Le Hezbollah est désarmé, affirme le Liban
Ce jeudi 8 janvier, l’armée libanaise a officiellement annoncé l’achèvement de la première phase de son désarmement du Hezbollah dans la zone située au sud du fleuve Litani, théâtre de nombreuses hostilités depuis des décennies. Cette déclaration intervient dans le cadre d’un plan plus vaste, mis en place depuis le cessez-le-feu négocié en 2024 entre Israël et le Hezbollah, qui prévoyait notamment que seules les forces étatiques libanaises puissent détenir des armes dans cette zone du pays.
Dans un communiqué de l’état-major, l’armée libanaise a déclaré avoir « atteint les objectifs de la première phase » de son plan visant à limiter toutes les armes au profit exclusif de l’État dans le sud du pays, en particulier dans le secteur entre le Litani et la frontière israélienne. L’annonce précise que le monopole des armes par l’État est désormais effectif et tangible dans cette région, et que les forces gouvernementales exercent un contrôle opérationnel étendu.
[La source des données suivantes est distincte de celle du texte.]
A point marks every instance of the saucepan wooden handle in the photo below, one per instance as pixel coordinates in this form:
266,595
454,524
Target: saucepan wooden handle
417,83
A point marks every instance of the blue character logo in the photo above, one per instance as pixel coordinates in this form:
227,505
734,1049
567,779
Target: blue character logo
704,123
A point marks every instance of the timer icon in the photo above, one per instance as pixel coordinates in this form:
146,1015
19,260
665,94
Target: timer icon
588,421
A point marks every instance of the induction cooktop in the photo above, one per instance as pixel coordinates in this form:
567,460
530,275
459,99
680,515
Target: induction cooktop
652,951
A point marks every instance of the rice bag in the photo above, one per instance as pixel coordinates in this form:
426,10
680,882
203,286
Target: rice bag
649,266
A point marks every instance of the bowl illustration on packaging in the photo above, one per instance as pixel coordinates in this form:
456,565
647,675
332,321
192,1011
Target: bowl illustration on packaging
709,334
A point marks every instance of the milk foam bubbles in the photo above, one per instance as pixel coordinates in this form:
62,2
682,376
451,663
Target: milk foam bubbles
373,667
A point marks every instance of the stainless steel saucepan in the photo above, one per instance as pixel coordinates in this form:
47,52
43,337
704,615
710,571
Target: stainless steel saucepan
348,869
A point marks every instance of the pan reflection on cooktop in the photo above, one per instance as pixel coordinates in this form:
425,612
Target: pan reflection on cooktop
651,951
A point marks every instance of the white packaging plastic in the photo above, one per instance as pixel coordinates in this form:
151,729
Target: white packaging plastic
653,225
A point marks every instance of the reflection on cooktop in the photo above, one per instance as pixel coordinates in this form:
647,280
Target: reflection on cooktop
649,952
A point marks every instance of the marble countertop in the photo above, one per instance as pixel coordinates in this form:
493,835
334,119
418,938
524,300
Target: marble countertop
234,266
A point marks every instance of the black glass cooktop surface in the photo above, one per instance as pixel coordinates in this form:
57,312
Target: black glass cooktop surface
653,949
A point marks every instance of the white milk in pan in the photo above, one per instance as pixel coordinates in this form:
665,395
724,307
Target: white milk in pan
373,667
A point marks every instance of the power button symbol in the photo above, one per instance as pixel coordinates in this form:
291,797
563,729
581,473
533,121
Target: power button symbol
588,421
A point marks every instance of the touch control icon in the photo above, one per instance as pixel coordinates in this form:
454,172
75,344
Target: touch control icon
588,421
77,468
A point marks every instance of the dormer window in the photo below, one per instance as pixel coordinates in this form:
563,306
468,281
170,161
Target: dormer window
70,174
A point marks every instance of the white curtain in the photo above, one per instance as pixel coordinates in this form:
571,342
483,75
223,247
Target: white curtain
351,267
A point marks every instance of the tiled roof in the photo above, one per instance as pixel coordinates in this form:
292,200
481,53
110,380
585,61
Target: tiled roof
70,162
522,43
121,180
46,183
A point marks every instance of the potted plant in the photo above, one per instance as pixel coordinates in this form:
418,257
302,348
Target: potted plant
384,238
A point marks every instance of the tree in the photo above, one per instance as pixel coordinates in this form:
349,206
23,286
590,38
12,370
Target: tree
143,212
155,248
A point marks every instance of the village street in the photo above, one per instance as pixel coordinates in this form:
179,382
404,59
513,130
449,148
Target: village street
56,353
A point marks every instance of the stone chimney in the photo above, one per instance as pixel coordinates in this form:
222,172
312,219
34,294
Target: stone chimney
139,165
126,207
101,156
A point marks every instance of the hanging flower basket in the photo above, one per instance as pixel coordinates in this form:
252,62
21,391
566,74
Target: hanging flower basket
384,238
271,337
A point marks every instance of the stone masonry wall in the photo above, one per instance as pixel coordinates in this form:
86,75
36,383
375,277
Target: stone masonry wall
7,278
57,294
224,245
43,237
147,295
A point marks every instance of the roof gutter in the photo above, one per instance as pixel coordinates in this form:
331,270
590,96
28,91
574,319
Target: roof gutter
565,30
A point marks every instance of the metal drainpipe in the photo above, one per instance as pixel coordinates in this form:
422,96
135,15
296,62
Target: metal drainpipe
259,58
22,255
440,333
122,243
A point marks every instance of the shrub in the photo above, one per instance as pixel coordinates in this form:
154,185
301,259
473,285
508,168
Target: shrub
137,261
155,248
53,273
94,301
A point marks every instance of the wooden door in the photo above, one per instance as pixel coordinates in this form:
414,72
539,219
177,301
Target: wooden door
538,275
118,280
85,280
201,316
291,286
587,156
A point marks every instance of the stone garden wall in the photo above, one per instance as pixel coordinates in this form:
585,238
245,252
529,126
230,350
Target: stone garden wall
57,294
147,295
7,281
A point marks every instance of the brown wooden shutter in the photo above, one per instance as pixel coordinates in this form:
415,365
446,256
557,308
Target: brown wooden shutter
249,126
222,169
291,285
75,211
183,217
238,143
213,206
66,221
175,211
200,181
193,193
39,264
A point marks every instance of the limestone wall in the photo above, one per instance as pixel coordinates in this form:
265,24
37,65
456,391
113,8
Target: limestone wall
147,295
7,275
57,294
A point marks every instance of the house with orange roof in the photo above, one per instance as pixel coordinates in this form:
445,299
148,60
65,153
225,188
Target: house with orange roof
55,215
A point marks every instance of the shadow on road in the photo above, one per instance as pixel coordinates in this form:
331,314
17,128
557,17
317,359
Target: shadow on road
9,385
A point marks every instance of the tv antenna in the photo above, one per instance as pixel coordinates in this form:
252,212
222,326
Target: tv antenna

Ce succès a été rendu possible malgré la présence continue de quelques positions encore occupées par Israël, que l’armée libanaise ne contrôle pas encore totalement, et malgré les défis liés au nettoyage des munitions non explosées et des réseaux de tunnels appartenant au Hezbollah. Cette annonce est significative, puisqu’elle suit un plan en plusieurs étapes adopté par le gouvernement libanais après le cessez-le-feu de 2024, plan qui vise à étendre progressivement l’emprise de l’État sur toutes les armes présentes sur le territoire libanais.
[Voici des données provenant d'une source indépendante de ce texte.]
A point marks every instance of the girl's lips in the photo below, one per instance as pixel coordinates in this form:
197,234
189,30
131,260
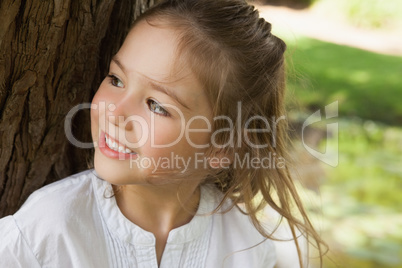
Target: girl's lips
118,152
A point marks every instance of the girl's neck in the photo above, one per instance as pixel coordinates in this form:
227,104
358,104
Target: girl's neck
159,208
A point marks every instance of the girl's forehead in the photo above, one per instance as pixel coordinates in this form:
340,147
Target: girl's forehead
152,52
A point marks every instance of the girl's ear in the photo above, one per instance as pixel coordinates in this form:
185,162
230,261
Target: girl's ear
220,160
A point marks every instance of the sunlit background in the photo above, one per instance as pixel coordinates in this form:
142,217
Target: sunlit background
348,51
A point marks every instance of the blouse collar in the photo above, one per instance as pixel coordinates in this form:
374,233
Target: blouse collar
129,232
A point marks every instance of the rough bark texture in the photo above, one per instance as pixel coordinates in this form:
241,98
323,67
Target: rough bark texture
53,55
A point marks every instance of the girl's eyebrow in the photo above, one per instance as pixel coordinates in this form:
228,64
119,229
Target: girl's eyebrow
155,86
168,92
118,63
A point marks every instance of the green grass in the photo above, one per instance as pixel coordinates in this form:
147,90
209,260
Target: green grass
369,14
359,204
367,85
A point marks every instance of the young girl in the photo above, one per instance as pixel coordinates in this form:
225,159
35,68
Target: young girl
189,137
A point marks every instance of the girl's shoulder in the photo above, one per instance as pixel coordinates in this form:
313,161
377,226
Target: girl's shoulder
52,222
239,242
60,196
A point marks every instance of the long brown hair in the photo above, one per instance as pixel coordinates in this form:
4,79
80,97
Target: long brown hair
233,53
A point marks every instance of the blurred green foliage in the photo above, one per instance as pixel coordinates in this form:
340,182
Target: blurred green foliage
358,207
370,14
367,85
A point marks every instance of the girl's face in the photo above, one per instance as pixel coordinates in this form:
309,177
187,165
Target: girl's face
141,111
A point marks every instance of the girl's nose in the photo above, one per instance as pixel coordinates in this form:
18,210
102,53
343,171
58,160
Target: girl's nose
119,112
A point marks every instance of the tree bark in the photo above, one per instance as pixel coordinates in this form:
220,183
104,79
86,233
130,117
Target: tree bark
53,56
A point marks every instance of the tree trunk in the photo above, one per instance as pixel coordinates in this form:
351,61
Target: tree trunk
54,54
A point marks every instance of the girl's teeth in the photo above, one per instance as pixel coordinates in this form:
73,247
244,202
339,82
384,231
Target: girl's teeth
113,145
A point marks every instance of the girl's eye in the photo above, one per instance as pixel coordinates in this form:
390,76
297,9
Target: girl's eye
157,108
115,81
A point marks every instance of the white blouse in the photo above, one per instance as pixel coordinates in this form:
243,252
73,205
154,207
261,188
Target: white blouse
75,223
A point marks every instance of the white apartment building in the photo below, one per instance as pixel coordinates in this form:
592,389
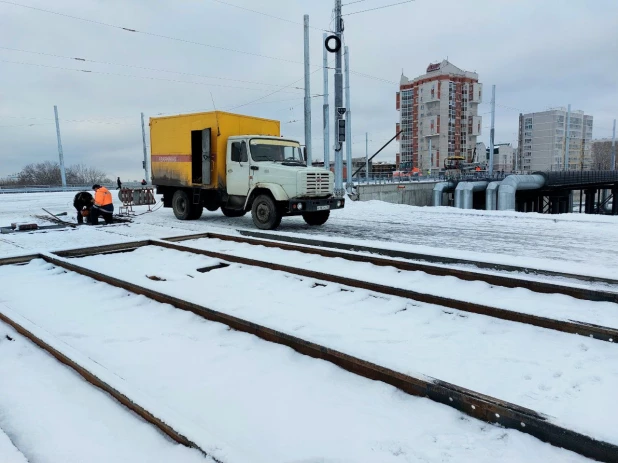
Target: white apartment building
504,156
543,141
439,108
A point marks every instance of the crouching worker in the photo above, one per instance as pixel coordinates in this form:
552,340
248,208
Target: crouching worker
102,205
82,204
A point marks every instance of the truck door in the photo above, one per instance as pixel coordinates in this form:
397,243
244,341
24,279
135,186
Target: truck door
238,169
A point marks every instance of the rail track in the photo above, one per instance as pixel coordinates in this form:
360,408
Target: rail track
481,406
57,351
433,259
567,326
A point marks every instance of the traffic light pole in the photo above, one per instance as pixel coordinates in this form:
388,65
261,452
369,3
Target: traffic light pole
339,108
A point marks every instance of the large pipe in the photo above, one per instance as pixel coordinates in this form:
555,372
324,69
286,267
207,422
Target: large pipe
513,183
439,190
464,193
491,196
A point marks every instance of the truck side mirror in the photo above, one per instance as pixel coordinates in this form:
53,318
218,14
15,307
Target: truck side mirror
244,156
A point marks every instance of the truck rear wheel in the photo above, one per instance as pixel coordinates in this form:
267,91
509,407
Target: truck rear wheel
181,205
316,218
265,214
233,212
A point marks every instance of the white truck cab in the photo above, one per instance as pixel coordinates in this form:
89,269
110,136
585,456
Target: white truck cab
270,177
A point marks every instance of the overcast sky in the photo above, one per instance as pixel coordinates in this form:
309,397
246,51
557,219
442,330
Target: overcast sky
539,54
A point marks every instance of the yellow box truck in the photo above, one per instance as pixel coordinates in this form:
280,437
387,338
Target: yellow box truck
239,164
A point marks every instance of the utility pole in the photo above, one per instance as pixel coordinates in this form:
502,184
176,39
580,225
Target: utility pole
490,169
348,124
568,140
367,156
60,153
325,108
430,155
307,93
145,162
339,191
613,165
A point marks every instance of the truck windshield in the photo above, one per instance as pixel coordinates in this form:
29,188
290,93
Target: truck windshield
282,151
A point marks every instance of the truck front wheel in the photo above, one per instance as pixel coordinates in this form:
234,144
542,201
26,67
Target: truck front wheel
181,205
316,218
265,214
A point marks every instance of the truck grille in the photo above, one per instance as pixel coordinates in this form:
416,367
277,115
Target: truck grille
318,183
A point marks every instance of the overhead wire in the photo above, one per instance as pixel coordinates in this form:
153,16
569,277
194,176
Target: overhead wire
378,8
268,15
88,71
152,34
86,60
133,30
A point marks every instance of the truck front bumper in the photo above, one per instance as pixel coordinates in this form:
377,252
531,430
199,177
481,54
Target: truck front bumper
298,206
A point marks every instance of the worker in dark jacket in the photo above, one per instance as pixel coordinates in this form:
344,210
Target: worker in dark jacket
82,204
103,205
Israël conteste l’effectivité du désarmement
Malgré l’annonce libanaise, Israël a rejeté cette analyse dès réception de l’information. Selon des responsables israéliens, la simple progression de l’armée libanaise ne suffit pas à prouver que le Hezbollah a déposé ses armes ou que sa capacité militaire a été significativement réduite.
Le gouvernement israélien affirme que le Hezbollah continue à se réarmer et à conserver un potentiel militaire, et met en avant des informations selon lesquelles des combattants et des armes seraient toujours actifs ou en cours de réorganisation dans le sud. Cette lecture fait écho à des commentaires israéliens selon lesquels les efforts libanais sont encore « loin d’être suffisants » pour satisfaire les exigences de sécurité de Tel-Aviv.
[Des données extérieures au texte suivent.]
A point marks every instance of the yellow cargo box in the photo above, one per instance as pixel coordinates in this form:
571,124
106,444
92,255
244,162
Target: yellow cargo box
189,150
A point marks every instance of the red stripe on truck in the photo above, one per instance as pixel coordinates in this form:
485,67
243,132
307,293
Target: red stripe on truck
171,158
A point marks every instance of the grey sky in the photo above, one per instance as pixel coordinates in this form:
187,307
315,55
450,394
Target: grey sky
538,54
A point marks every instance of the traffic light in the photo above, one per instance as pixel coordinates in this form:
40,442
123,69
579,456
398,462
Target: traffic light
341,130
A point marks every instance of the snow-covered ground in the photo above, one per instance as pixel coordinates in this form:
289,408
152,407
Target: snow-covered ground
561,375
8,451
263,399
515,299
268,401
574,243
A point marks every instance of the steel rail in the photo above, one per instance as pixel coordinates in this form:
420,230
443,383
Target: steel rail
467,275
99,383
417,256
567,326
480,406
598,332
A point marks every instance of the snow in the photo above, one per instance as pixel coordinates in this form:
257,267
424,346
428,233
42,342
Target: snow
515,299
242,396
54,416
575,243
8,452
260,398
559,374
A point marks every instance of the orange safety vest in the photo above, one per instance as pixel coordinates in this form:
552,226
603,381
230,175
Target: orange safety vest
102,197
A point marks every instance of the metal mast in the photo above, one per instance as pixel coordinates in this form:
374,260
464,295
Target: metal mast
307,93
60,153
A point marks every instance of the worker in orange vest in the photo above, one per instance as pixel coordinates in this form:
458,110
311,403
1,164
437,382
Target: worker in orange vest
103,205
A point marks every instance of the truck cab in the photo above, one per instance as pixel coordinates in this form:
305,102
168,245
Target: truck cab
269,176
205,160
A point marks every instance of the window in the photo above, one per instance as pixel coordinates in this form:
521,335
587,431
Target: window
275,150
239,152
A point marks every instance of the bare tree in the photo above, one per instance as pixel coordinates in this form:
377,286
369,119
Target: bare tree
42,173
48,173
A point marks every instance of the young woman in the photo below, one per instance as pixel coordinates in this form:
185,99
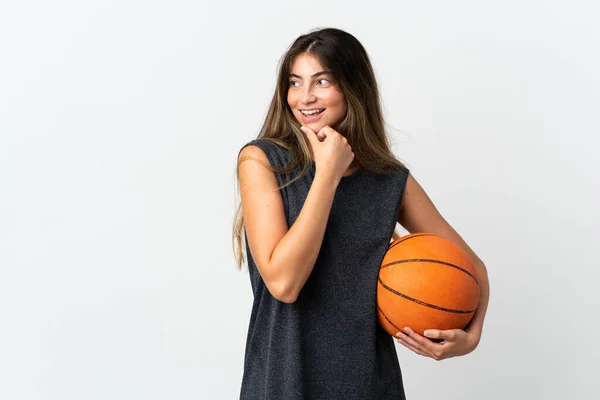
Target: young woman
321,193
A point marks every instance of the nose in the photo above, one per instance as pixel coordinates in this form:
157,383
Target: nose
307,95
Israël insiste sur le fait que, sans désarmement complet du Hezbollah, la région restera instable, et affirme que les opérations militaires peuvent se poursuivre si la situation n’évolue pas davantage. En outre, l’État hébreu continue d’occuper certaines positions dans le sud du Liban, ce qui contribue à compliquer les démarches de Beyrouth.